1. Field of Invention
The present invention relates generally to the field of cardiac defibrillation and in particular to a method and apparatus for applying to the body of a patient a voltage calculated to induce in that particular patient a desired defibrillation current.
2. Description of the Prior Art
A defibrillator is a device used to administer a high voltage shock pulse through a pair of electrodes, or "paddles," to the chest of a patient in cardiac arrest. A selected, discrete quantity of energy is stored in a capacitor and is then electrically discharged into the patient through the paddle circuit. In prior art devices, the quantity of energy is typically selected on the basis of patient size, weight and condition.
The success achieved with such prior art devices has been variable. While an energy of 150 joules might successfully defibrillate one patient, another ostensibly comparable patient may not respond until the energy level is raised to 360 joules. The risk of damage to the myocardium from large defibrillation shocks dictates that defibrillation should be attempted with the lowest energy practicable. However, delays associated with charging the defibrillator to successively higher energy levels if lower energy pulses fail increase the risk of patient brain damage due to oxygen deprivation.
The differing responses of patients to a given defibrillation pulse is believed attributable, in significant part, to patients' differing transthoracic impedances. Transthoracic impedance is the term given the load resistance presented by a patient at the paddles during defibrillation and determines, inter alia, the fraction of energy stored in the storage capacitor that is actually delivered to the patient. One type of known defibrillator, shown in U.S. Pat. No. 4,328,808, is able to compute the transthoracic impedance of the patient being defibrillated from measured pre- and post-discharge parameters. This information can be used by the operator as an aid in selecting the energy of a second defibrillation pulse if the first pulse proves ineffective.
In an article by Kerber et al. entitled "Automated Impedance-Based Energy Adjustment for Defibrillation: Experimental Studies," Circulation, Vol. 71, No. 1, pp. 136-140 (1985), there is described an experimental animal defibrillator in which transthoracic impedance is detected in advance of defibrillation by using a low current A.C. sampling signal. The defibrillation energy level selected by the operator is automatically increased, generally by a factor of two, if the detected patient impedance exceeds 70 ohms. Although an improvement over prior systems, the Kerber et al. system still suffers from a number of deficiencies making it poorly suited for clinical application.
Principal among the deficiencies of the Kerber et al. system is its lack of control over current delivered to the patient. Our work has indicated that defibrillation success as a function of current is optimized in humans about a narrow range of current values for a given pulse shape. For a pulse duration of four milliseconds, the optimum current is approximately 30 amperes. Currents only slightly below this value have a much poorer success rate.
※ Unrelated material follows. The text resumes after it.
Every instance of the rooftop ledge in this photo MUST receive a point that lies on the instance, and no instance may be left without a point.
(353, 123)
The magnitude of transthoracic impedance encountered in typical patients, however, ranges from approximately 15 to 150 ohms, a 10 to 1 ratio, rendering the delivery of an optimum current unlikely if the defibrillator can only alter the operator-selected energy to a single other value.
Accordingly, a need exists for a defibrillation method and apparatus that permits selection of a determined defibrillation current for a patient in cardiac arrest, irrespective of the magnitude of that patient's transthoracic impedance.